As we close this essay, we want to reiterate the morally laden nature of the concept of accessibility within the Canadian MAID context and how that plays out in the debate about eligibility criteria and safeguards. For those who are opposed to assisted death, the focus is on ensuring strict interpretations of eligibility criteria and safeguards and about alleviating suffering so that patients are less likely to choose an assisted death. In this case, rising rates of MAID are viewed as a failure of the care system. ⁴⁶ In contrast, for those who believe in a right to an assisted death, the focus is upon ensuring that those who choose an assisted death can have it in a timely manner and with as few barriers as possible. ³⁷ They recognize that there are complex reasons underlying a patient’s decision to seek assisted death, and that being deprived of that option can be devastating and an added source of suffering.
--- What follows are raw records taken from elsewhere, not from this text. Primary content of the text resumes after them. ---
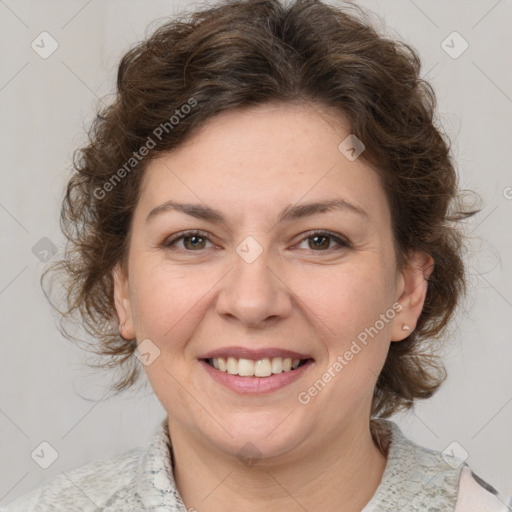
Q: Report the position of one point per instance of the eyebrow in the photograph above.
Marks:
(292, 212)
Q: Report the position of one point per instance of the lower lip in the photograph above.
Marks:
(256, 385)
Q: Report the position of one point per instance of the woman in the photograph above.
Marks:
(267, 218)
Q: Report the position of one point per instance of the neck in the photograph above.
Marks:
(341, 476)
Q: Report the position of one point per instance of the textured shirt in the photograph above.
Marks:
(141, 479)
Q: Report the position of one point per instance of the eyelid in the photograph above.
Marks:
(337, 237)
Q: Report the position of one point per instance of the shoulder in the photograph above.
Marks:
(416, 477)
(476, 495)
(88, 487)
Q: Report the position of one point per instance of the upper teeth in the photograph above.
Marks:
(249, 368)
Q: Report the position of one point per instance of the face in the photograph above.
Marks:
(262, 280)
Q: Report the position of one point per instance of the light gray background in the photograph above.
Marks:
(46, 394)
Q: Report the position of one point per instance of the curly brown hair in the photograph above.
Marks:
(243, 53)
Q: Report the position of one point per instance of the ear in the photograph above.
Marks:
(412, 292)
(123, 303)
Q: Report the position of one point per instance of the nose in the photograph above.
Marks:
(254, 292)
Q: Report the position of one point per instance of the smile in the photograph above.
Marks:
(255, 368)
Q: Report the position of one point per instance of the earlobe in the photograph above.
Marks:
(122, 303)
(414, 279)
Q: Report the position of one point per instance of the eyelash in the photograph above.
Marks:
(188, 234)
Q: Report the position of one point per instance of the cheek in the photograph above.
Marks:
(166, 300)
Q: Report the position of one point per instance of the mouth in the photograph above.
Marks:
(265, 367)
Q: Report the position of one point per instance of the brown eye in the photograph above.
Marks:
(321, 241)
(192, 241)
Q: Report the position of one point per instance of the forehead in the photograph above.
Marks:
(257, 161)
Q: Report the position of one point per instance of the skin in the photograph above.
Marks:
(250, 164)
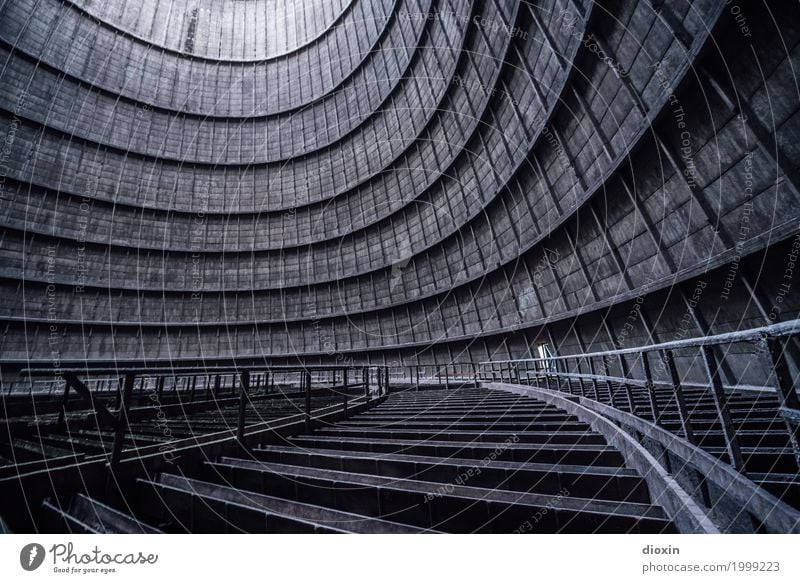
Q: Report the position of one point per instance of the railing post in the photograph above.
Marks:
(307, 383)
(344, 391)
(579, 372)
(609, 384)
(568, 376)
(787, 392)
(122, 419)
(244, 386)
(62, 414)
(651, 389)
(683, 411)
(721, 403)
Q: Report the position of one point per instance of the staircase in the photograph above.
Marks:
(763, 436)
(458, 460)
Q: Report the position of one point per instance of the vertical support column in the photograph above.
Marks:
(244, 389)
(122, 419)
(721, 404)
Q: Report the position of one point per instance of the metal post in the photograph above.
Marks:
(122, 419)
(344, 391)
(609, 384)
(307, 378)
(787, 392)
(683, 412)
(721, 404)
(651, 389)
(62, 414)
(244, 386)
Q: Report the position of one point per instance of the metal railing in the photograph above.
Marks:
(591, 375)
(229, 383)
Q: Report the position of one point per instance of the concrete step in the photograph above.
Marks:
(474, 417)
(199, 506)
(581, 481)
(593, 455)
(89, 516)
(431, 505)
(468, 425)
(487, 436)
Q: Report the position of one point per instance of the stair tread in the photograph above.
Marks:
(582, 505)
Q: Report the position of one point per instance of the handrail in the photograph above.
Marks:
(782, 329)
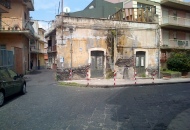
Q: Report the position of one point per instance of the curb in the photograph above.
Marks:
(129, 85)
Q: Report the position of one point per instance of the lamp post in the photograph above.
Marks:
(71, 32)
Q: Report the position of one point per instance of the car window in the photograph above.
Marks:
(12, 73)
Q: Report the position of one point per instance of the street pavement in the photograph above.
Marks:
(51, 106)
(126, 82)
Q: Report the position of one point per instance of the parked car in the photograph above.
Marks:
(10, 84)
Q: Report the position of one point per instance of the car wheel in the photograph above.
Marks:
(23, 91)
(2, 98)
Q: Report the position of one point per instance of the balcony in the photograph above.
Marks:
(136, 15)
(16, 25)
(176, 4)
(176, 44)
(34, 49)
(5, 5)
(52, 49)
(173, 22)
(29, 4)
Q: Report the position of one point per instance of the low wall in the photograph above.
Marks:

Thus, their ethical judgments may be shaped by the desire to make MAID accessible. What we see then is that debates about eligibility and safeguards become proxies for accessibility debates, which in turn reveal deep divides in philosophical assumptions about the right to choose one’s means of death. It is only at this level of unpacking and working through the philosophical assumptions that debates about what constitutes acceptable accessibility can ultimately be resolved. However, as the rates of MAID in Canada rapidly met and exceeded those of other countries where MAID has been legal for decades, the access imperative must become a focus of serious critical reflection. And such shared critical reflection is difficult in a world that seems to prioritize dichotomized positioning and contentious debate.